En 2010, le conseil municipal avait obtenu du préfet la validation de la nouvelle carte communale transformant les parcelles en terrain constructible. La dernière convention étant venue à échéance, la commune avait démarré les travaux et mis Matthieu en demeure de quitter les parcelles.
LE CONTENTIEUX. Matthieu n’avait pas l’intention d’abandonner les terres. Il a alors saisi tribunal paritaire des baux ruraux en reconnaissance d’un bail rural. Devant les juges, il a invoqué l’article L. 411-1 du code rural disposant que toute mise à disposition à titre onéreux d’un immeuble à usage agricole en vue de l’exploiter pour y exercer une activité agricole relève du statut du fermage, lequel est d’ordre public. Or, Matthieu exploitait les parcelles mises à sa disposition par la commune dans le cadre de conventions d’occupation précaire renouvelées annuellement pendant huit ans. Ce renouvellement, jamais remis en cause pendant cette période, devait lui permettre de revendiquer la protection du statut du fermage. Mais la commune a rappelé que ces conventions avaient été passées en application de l’article L. 411-2 3° du code rural. Celui-ci précise que le statut du fermage n’est pas applicable aux conventions d’occupation précaire tendant à l’exploitation temporaire d’un bien dont la destination agricole doit être changée. En l’espèce, les conventions mentionnaient expressément le caractère précaire de la mise à disposition, compte tenu du projet de lotissement envisagé par le conseil municipal. Matthieu ne pouvait donc pas ignorer que la commune avait, dès la conclusion de la première convention, l’intention de changer la destination des parcelles.

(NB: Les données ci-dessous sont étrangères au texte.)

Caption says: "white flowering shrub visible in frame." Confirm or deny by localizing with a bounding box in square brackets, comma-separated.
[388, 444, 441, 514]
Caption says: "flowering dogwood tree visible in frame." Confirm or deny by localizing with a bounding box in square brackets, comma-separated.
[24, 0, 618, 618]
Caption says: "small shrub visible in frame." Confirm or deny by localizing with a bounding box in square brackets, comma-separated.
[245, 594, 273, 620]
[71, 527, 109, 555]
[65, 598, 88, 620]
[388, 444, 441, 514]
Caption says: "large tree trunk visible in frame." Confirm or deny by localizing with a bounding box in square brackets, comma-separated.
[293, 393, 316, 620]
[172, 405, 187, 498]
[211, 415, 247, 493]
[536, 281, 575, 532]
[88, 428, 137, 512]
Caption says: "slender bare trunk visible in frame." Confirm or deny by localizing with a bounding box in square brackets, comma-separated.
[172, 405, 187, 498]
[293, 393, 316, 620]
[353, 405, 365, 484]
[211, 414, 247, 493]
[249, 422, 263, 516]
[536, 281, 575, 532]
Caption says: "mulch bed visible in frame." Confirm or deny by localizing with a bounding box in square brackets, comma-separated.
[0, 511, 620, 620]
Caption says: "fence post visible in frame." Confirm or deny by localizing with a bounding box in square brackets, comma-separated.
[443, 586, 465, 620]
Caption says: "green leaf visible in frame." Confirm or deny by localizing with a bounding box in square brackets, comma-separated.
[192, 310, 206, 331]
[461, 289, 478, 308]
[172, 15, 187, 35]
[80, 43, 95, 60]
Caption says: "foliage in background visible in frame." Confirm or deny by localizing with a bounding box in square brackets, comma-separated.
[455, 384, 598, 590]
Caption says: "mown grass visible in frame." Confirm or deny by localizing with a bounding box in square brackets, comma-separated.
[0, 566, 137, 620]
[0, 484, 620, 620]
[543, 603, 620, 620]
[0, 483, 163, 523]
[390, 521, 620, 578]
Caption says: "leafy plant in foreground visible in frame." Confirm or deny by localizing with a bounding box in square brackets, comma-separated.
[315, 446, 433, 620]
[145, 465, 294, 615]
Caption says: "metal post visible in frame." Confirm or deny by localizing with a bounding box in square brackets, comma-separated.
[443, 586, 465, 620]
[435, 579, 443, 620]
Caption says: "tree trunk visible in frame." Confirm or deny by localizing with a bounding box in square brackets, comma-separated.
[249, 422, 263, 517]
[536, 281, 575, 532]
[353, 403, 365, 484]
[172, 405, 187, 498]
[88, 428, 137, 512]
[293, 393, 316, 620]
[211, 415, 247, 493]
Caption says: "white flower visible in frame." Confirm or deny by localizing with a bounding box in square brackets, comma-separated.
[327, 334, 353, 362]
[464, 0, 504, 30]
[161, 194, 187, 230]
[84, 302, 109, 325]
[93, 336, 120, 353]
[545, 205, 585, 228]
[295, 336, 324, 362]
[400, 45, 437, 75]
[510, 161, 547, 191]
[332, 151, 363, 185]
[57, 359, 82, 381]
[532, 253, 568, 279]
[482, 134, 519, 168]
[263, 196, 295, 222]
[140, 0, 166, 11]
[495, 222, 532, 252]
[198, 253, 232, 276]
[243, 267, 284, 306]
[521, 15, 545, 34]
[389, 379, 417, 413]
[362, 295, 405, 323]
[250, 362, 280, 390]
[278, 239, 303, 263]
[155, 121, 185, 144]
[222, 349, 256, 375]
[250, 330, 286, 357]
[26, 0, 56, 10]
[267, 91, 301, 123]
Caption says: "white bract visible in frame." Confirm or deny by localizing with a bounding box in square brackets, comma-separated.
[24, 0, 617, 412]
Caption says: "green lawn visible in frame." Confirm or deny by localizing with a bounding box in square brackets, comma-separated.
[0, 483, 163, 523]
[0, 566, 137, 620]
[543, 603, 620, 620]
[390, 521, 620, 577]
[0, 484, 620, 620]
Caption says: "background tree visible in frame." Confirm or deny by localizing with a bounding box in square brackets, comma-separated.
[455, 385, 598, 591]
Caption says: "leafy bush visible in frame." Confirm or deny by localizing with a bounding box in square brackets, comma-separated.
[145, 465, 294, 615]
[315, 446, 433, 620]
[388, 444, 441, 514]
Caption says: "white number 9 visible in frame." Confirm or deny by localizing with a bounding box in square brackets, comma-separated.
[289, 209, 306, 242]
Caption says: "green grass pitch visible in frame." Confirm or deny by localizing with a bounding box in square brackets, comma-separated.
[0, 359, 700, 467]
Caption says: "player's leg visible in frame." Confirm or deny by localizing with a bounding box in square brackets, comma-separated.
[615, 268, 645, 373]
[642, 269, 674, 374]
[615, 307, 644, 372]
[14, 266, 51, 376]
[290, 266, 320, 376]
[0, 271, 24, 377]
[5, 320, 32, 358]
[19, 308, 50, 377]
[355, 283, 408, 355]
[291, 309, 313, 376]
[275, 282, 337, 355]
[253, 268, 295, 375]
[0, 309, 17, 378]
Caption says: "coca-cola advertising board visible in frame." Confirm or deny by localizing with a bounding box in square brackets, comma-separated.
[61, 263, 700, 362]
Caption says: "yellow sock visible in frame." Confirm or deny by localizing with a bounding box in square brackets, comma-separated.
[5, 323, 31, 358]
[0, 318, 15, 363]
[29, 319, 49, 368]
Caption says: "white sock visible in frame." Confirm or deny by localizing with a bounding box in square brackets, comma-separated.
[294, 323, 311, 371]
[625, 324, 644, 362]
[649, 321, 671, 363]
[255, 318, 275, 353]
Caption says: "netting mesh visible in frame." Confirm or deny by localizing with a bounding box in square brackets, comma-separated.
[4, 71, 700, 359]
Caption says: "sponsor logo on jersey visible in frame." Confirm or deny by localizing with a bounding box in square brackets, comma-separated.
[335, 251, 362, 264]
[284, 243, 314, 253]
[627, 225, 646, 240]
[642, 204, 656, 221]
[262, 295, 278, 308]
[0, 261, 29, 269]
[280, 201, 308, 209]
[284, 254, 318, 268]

Les juges ont suivi ce raisonnement. La commune avait bien acquis les terrains agricoles en vue de la réalisation d’un lotissement. Leur destination avait ensuite effectivement changé à la suite de l’approbation par le préfet de la carte communale.
La Cour suprême a censuré la cour d’appel qui avait tranché en faveur de la commune. Les juges du fond auraient dû rechercher si les parties avaient intégré, dans leurs prévisions, un projet concret de changement de destination des parcelles de nature à justifier la renonciation par Matthieu aux dispositions du statut du fermage.
L’ÉPILOGUE. Devant la cour de renvoi, Matthieu pourra faire valoir qu’en cas de modification de la destination des parcelles, le statut du fermage ne peut être dérogé que lorsque ce changement a été clairement identifié dans la convention d’occupation précaire. Ce qui n’était pas le cas de celles consenties à Matthieu. Il pourra ainsi solliciter leur requalification en bail rural.